I've lost count of the times I've been crippled by imposter syndrome. It's like I build castles near the sea which get washed away every time there's a wave of imposter syndrome.
I'm not doing much. I'm really not. I'm a second-year undergraduate student pursuing journalism. I'm interning for a newspaper publication called The Morning Standard. I've interned at media organizations like Travelxp and Outlook as well.

There's this I made. It's called The Red Megaphone (theredmegaphone.com)(The website needs work. I know) I'm trying to do media differently. I'm trying to connect it to people so that it starts running through them, to us, back to the people, and so on. I'm probably not making a lot of sense right now, which is what scares me. I want to make this big. Really big. I know we can do it because I see how a single of ours creates small ripples of change and influence. Maybe it's new. Maybe it's not.

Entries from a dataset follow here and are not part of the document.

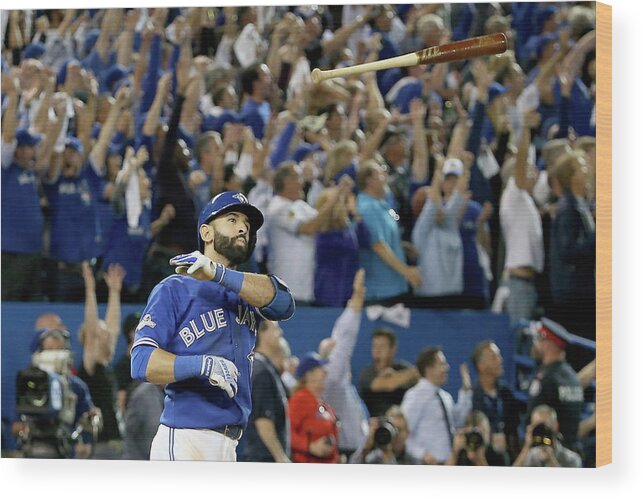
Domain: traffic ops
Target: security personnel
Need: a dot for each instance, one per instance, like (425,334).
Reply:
(556,383)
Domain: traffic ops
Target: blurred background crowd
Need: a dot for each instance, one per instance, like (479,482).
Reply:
(467,185)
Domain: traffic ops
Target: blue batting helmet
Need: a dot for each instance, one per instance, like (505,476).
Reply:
(224,203)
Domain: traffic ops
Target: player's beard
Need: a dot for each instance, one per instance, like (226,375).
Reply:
(228,247)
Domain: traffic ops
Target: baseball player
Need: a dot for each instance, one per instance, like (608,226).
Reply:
(197,335)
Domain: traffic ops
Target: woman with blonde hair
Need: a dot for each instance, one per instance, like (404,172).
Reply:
(342,160)
(337,246)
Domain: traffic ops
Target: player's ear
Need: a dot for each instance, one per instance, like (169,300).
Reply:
(207,233)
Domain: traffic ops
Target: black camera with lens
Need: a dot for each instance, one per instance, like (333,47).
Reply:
(542,435)
(385,433)
(473,439)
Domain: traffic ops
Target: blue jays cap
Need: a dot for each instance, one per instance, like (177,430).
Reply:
(25,138)
(543,16)
(114,75)
(309,361)
(303,150)
(226,117)
(75,144)
(496,90)
(224,203)
(33,51)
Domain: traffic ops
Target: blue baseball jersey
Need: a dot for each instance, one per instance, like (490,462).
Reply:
(75,229)
(185,316)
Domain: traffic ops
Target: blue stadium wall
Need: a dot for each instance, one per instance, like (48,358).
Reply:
(456,331)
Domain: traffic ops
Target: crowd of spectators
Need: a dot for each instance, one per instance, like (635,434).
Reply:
(460,185)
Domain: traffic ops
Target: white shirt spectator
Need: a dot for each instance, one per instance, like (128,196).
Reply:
(291,255)
(428,430)
(339,391)
(522,229)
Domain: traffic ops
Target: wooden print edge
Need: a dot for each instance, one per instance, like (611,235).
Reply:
(604,234)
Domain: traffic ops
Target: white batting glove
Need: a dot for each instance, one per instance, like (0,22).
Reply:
(221,373)
(194,264)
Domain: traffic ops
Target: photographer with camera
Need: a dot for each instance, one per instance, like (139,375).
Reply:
(542,447)
(386,440)
(495,399)
(57,416)
(472,444)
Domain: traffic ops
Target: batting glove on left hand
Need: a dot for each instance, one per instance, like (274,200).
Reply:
(220,372)
(194,264)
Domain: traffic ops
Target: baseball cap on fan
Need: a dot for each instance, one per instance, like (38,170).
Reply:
(226,202)
(309,361)
(452,166)
(24,138)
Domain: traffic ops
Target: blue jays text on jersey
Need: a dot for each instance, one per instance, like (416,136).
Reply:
(185,316)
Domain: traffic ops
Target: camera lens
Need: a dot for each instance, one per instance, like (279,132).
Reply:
(384,434)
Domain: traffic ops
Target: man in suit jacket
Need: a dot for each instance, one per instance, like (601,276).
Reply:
(573,253)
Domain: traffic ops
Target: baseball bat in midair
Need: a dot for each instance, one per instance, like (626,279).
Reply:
(449,52)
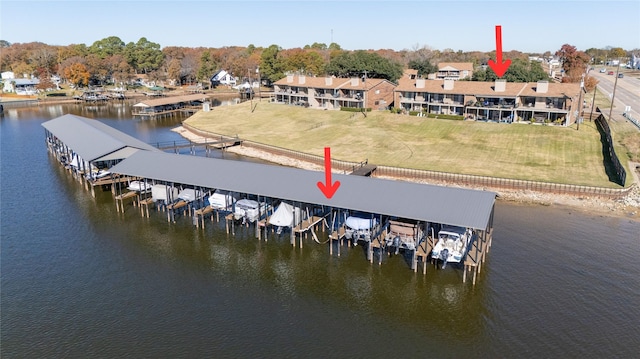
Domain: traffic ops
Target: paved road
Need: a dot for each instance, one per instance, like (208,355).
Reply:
(627,93)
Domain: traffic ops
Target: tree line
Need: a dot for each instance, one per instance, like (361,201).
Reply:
(111,60)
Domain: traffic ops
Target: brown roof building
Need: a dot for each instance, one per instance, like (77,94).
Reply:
(333,92)
(498,101)
(454,71)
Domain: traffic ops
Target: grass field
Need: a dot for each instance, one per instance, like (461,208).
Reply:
(521,151)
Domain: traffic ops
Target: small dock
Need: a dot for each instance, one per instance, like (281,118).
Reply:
(207,144)
(476,256)
(363,169)
(168,106)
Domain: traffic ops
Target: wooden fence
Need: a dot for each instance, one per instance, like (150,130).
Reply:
(473,181)
(610,152)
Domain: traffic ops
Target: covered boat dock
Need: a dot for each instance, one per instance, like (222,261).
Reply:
(88,148)
(421,203)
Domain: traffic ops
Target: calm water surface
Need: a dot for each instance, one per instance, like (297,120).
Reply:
(81,280)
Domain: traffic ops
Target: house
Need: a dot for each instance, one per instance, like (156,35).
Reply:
(21,86)
(454,71)
(498,101)
(222,77)
(334,93)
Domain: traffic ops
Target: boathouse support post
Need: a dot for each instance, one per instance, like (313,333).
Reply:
(464,273)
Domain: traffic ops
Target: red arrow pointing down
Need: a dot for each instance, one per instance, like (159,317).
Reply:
(328,188)
(498,66)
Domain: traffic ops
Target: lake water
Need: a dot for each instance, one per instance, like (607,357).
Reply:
(80,279)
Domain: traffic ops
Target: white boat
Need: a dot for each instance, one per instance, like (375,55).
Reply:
(221,200)
(248,210)
(402,235)
(359,228)
(138,186)
(160,192)
(190,195)
(452,244)
(285,215)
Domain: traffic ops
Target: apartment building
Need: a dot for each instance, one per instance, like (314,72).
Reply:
(498,101)
(454,71)
(333,93)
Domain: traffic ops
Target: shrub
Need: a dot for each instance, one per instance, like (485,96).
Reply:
(355,109)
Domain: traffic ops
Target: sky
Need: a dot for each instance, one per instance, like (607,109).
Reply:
(531,26)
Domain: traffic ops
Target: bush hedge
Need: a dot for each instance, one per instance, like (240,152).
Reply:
(355,109)
(433,115)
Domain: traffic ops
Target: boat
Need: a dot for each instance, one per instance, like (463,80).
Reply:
(248,210)
(221,200)
(190,195)
(139,186)
(403,235)
(285,215)
(452,244)
(161,192)
(359,228)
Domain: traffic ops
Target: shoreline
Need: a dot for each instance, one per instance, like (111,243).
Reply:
(627,207)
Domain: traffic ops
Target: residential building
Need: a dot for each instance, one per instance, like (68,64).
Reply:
(333,92)
(498,101)
(222,77)
(454,71)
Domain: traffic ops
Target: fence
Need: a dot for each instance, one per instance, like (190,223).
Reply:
(500,183)
(620,172)
(445,177)
(631,119)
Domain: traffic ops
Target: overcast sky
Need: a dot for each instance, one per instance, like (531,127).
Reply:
(528,26)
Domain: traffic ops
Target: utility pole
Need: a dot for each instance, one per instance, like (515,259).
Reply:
(259,83)
(580,107)
(613,95)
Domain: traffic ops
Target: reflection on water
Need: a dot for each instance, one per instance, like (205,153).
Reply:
(81,279)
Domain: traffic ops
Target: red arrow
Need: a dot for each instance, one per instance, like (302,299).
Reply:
(328,188)
(498,66)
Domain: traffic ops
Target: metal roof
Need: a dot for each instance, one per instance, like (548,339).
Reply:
(92,140)
(439,204)
(170,100)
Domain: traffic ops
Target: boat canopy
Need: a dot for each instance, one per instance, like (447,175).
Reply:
(285,215)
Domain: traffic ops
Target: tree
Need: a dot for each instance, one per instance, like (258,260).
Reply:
(77,74)
(106,47)
(207,66)
(519,71)
(617,53)
(272,65)
(174,70)
(424,67)
(144,56)
(590,83)
(574,62)
(306,61)
(359,63)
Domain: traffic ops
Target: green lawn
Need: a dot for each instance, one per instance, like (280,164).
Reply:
(521,151)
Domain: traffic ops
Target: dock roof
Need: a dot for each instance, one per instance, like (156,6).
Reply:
(170,100)
(447,205)
(93,140)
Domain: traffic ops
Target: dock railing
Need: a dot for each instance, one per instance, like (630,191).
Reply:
(465,180)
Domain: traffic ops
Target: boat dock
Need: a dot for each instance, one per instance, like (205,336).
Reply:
(208,144)
(168,106)
(396,209)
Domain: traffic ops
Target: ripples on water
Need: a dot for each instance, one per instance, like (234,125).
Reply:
(80,279)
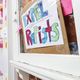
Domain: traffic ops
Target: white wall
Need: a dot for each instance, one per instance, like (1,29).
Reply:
(4,61)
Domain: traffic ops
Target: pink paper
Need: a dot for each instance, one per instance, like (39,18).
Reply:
(67,7)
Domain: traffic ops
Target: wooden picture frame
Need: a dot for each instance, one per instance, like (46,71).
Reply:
(42,65)
(55,49)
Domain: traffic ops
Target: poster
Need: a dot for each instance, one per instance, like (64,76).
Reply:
(41,25)
(3,24)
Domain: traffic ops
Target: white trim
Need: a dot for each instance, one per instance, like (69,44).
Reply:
(44,73)
(69,64)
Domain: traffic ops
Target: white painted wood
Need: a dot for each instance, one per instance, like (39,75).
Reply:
(44,73)
(76,8)
(32,63)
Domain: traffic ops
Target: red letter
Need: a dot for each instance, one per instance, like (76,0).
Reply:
(29,40)
(28,18)
(48,29)
(39,33)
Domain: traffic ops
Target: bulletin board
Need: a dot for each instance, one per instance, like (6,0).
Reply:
(60,47)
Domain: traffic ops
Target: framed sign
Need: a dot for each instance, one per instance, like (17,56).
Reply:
(42,28)
(45,66)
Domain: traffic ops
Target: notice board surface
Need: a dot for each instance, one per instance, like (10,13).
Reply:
(56,47)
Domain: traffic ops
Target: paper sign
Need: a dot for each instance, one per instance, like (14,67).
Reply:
(41,25)
(67,7)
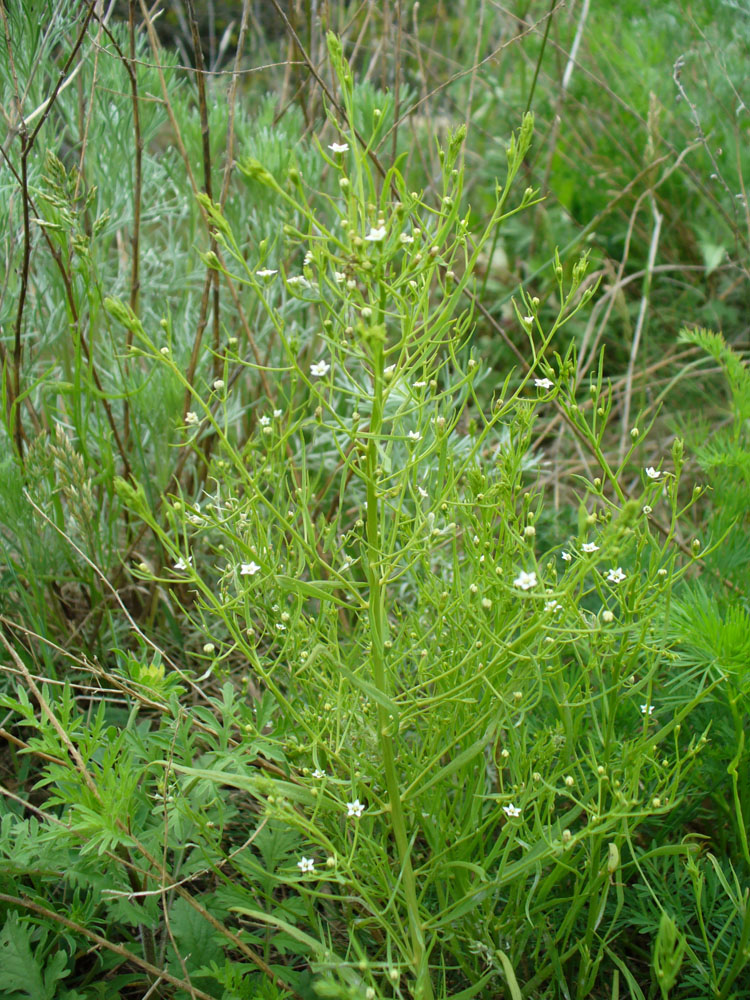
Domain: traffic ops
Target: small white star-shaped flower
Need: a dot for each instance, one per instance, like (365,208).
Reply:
(525,581)
(319,369)
(616,575)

Maybe I'm doing extremely well for my age (as I've heard and rejected way too many times) and maybe I'm just another wannabe. That right there is my biggest fear. I fear mediocrity. Where the greatest of humans advise finding beauty and peace in mediocrity, I detest it. Journalism doesn't pay very well. Not enough to put me and my baby on the Forbes list. I've to find a way to integrate tech into it. That's how we won't have a broken building for an office. I want to bring journalism and communication to silicon valley. And what's the worst part, I'm not a tech person. At all. I'm just a good writer. My gift is that I can articulate the most intrusive of thoughts. We all need this gift. Communication needs to be reintroduced as a concept. It will solve more than half the problems of mankind today. We think something, we text something else, and on call, we say something else, we tweet something else. We have way too many channels of communication. We get entangled in syntax and conventions. Clear communication is lost. Instead of blaming tech and social media for this, I want to use it to solve this exact problem. But I'm not sure how. I haven't figured it out yet.

I don't have the money to do it. I don't have the resources for it. I don't have the team for it. I don't have a solid website for it.
What do I have? Me, my passion to change and fix lives. My urge to run a comb of clarity through people's messes. Someone's gotta do it. Or at least someone's gotta teach them how to do it. A bit of psychology, a bit of creativity and a bit of tech and we're good to go. Everyone needs this. You need this. And me? I need this more than anyone on this planet.